Mercè Crosas is a scientist and technologist at the Barcelona Supercomputing Center (BSC) focused on computational and data science, data sharing, and open and FAIR data (Findable, Accessible, Interoperable, Reusable). Since the beginning of 2023, she has been the Head of the Computational Social Sciences Program at the BSC, a new program that aims to facilitate the use of data and computing in the social sciences and humanities and advance new computational research in these domains. Crosas is also the President of CODATA, the Committe on Data of the International Science Counci, and is an affiliate of the Institute for Quantitative Social Science at Harvard University.
 
Crosas has spent most of her professional life at Harvard University, first as an astrohysicist and a scientific software engineer, and recently as the Chief Data Science and Technology Officer at the Institute for Quantitative Social Sciences and the University Research Data Management Officer.

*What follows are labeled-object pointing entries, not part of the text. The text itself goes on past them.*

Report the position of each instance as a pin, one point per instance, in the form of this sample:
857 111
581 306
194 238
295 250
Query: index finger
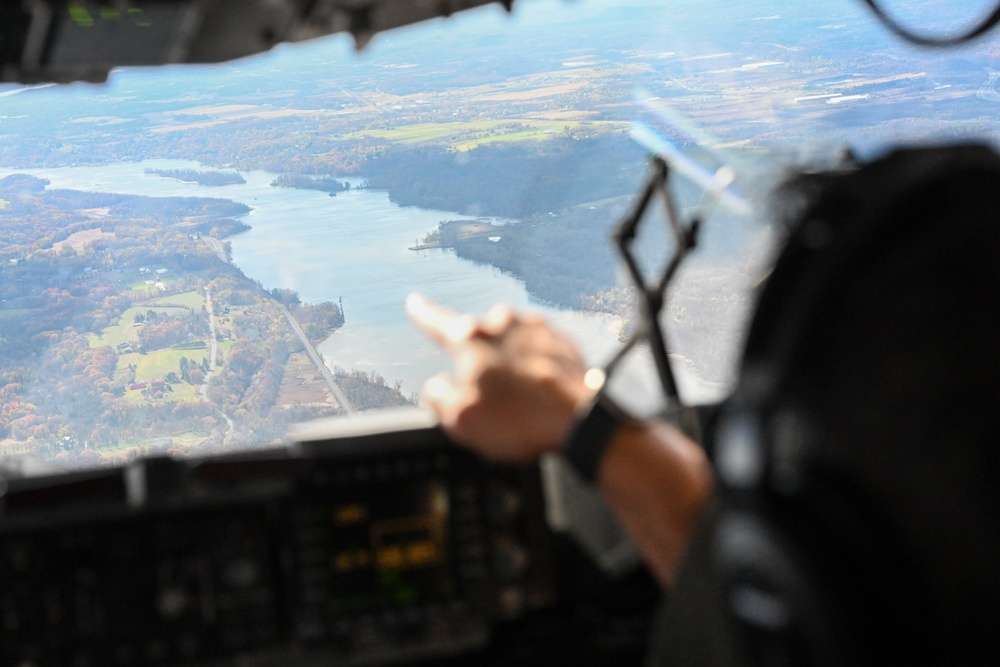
447 327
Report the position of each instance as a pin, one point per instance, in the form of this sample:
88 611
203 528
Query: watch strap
587 443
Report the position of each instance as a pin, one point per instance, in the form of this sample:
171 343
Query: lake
354 248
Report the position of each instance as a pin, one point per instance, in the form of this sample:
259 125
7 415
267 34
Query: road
318 363
213 355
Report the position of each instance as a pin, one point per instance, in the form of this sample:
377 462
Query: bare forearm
657 481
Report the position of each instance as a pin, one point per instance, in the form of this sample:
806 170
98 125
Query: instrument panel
371 548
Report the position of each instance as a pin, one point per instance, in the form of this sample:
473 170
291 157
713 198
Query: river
352 247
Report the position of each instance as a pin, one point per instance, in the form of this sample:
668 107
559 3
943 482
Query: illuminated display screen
391 549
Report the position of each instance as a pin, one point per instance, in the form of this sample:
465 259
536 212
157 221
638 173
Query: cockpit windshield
194 258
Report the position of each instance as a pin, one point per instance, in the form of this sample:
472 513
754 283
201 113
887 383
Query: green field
182 393
467 135
156 365
192 300
124 332
184 440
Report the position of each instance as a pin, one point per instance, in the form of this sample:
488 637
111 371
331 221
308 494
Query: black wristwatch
597 425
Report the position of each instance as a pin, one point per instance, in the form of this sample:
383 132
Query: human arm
517 388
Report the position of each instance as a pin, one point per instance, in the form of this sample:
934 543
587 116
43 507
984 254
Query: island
199 177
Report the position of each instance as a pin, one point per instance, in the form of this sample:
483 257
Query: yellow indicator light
81 16
345 515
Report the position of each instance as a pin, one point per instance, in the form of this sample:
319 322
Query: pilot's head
860 456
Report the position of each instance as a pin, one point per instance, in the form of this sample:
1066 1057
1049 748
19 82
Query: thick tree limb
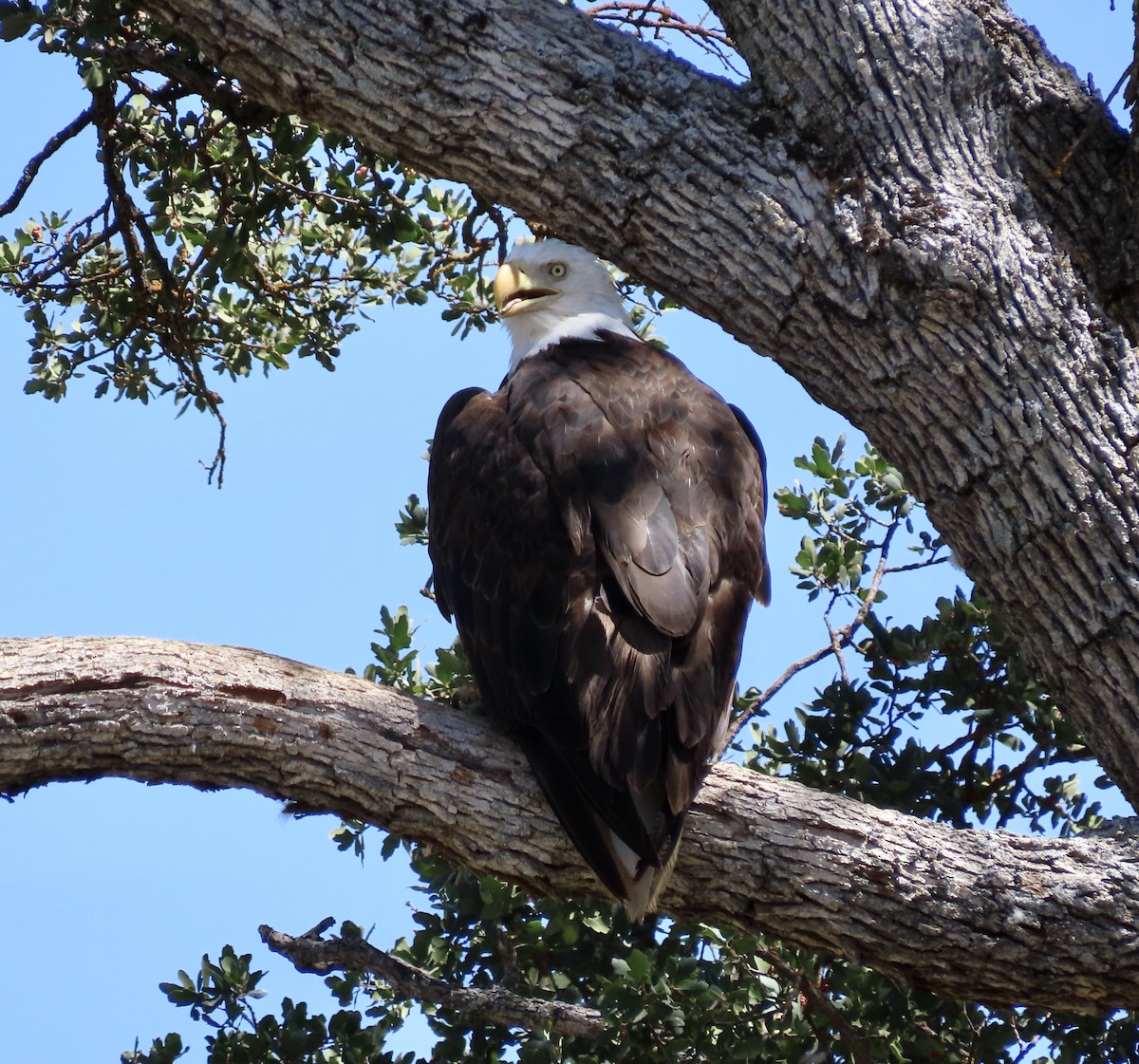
881 210
495 1003
984 915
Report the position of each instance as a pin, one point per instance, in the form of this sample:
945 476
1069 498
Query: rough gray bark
984 915
887 210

During her time at Harvard, she co-led a broad range of projects to help improve how we do research openly, efficiently, and responsibly, applied primarily to the social sciences but also extended to other scientific domains: an open-source platform for sharing research data now widely used around the world (dataverse.org), a project to analyze sensitive data while preserving privacy (opendp.org), a data commons for Harvard University, an application for analyzing text as data (consilience), a set of tools for computational reproducibility and data provenance, among others. She is a co-author of the FAIR principles and the data citation principles, both internationally endorsed.  In addition, she has led development teams to build data systems in biotech companies and in an education company, as well as conducted computational research and built scientific software for astrophysics at the Harvard-Smithsonian Center for Astrophysics.
 

Prior to her current position, from 2021 to 2022, Crosas was Secretary of Open Government at the Generalitat de Catalunya (Government of Catalonia), where she was responsible for open data, transparency, and citizen participation in democracy. She holds a doctorate in Astrophysics from Rice University, a degree in Physics from the University of Barcelona, and was a pre-doctoral and post-doctoral fellow at Harvard University.